Nike won’t sacrifice everything over this, but they’re gonna sacrifice something. Per Morning Consult, “Before the announcement, Nike had a net +69 favorable impression among consumers, it has now declined 34 points to +35 favorable.” Cut in half.

It’s not too late to pull that Kaep ad from tonight’s NFL season opener.

Down in every single group, including blacks and the youngest adults, and now net negative among Republicans. They went from 75 points above water in net favorability to GOPers to underwater overnight. Gadzooks. They’re down much less among Nike customers, which in the end is the only group Nike really cares about, but they’re down even among that bloc. “Okay,” you might say, “but holding a dimmer view of the company itself doesn’t necessarily mean people will be less likely to fork over their cash.” True, but the two are linked to some extent, of course.

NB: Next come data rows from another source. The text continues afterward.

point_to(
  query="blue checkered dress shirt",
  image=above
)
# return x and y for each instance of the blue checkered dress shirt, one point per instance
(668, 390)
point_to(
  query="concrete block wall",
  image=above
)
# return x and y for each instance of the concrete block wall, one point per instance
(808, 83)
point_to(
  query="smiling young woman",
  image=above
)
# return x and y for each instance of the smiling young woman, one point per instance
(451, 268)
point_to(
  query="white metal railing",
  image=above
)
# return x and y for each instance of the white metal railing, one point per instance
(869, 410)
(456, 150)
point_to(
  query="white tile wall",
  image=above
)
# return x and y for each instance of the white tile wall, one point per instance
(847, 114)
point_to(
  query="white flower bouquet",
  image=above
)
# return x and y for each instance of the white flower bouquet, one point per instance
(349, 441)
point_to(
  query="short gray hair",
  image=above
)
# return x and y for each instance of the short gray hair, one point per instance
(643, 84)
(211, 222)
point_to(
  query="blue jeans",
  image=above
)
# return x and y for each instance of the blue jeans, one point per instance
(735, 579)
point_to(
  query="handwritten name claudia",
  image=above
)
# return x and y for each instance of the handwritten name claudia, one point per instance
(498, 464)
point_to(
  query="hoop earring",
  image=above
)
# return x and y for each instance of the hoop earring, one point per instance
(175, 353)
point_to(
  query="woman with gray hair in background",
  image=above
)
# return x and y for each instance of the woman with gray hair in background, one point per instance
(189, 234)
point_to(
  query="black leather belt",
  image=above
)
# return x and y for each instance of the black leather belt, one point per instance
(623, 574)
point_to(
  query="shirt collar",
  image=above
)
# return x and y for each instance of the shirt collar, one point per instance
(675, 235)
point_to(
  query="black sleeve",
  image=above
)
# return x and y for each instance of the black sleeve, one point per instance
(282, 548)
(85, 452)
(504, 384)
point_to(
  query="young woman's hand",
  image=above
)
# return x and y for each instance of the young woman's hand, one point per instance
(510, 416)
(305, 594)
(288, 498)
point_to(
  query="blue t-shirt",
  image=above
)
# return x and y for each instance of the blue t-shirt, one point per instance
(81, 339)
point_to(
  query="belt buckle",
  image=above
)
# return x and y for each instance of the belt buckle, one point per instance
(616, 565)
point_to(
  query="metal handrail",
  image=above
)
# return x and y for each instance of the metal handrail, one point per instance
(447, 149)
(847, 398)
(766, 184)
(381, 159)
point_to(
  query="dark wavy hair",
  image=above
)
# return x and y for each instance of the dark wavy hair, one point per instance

Morning Consult also polled people on whether they’re still “absolutely certain” or “very likely” to buy Nike products. Results: They’re down in every group there too, from 49 percent to 39 among all adults and from 80 percent to 72 among Nike customers specifically. (They went from 51 percent to 28 percent among Republicans. Yeeeeeesh.)

The chief criticism of this post yesterday noting that recent Nike customers view Kaepernick positively by a rate of two to one was that alienating a third of your customers is … not good. Unless the people who like the ad campaign are willing to offset lost sales by buying *more* products, the company’s destined to lose business. Now here comes Morning Consult to suggest that it’s worse than that for Nike. Contra yesterday’s numbers, they’ve seen both their popularity and their customer’s base willingness to buy shoes decline in every single demographic.

Maybe the company should give Kaep the Poochie treatment in tonight’s ad, yanking him out of frame and sending him back to his home planet. Says a Twitter pal, “It’s going to be lit when Kap gets fired and all the woke people start burning their stuff and all the morons who already burnt theirs buy new stuff.” Exit question: Is Kaepernick the chief problem with the ad campaign or is it the gimmicky nature of it? Another question from Morning Consult asked people if they think Nike featured him out of sincere admiration for his actions or as a publicity stunt. The public split 32/38. But what would an ad campaign featuring Kaep have looked like to avoid being labeled a “publicity stunt”? Almost by definition, if you’re a sports apparel company building your message around a guy who hasn’t played in two years and is now famous mainly for controversial political activism, it’s going to feel like a stunt. If it doesn’t, odds are it’s because you agree with Kaepernick’s message yourself.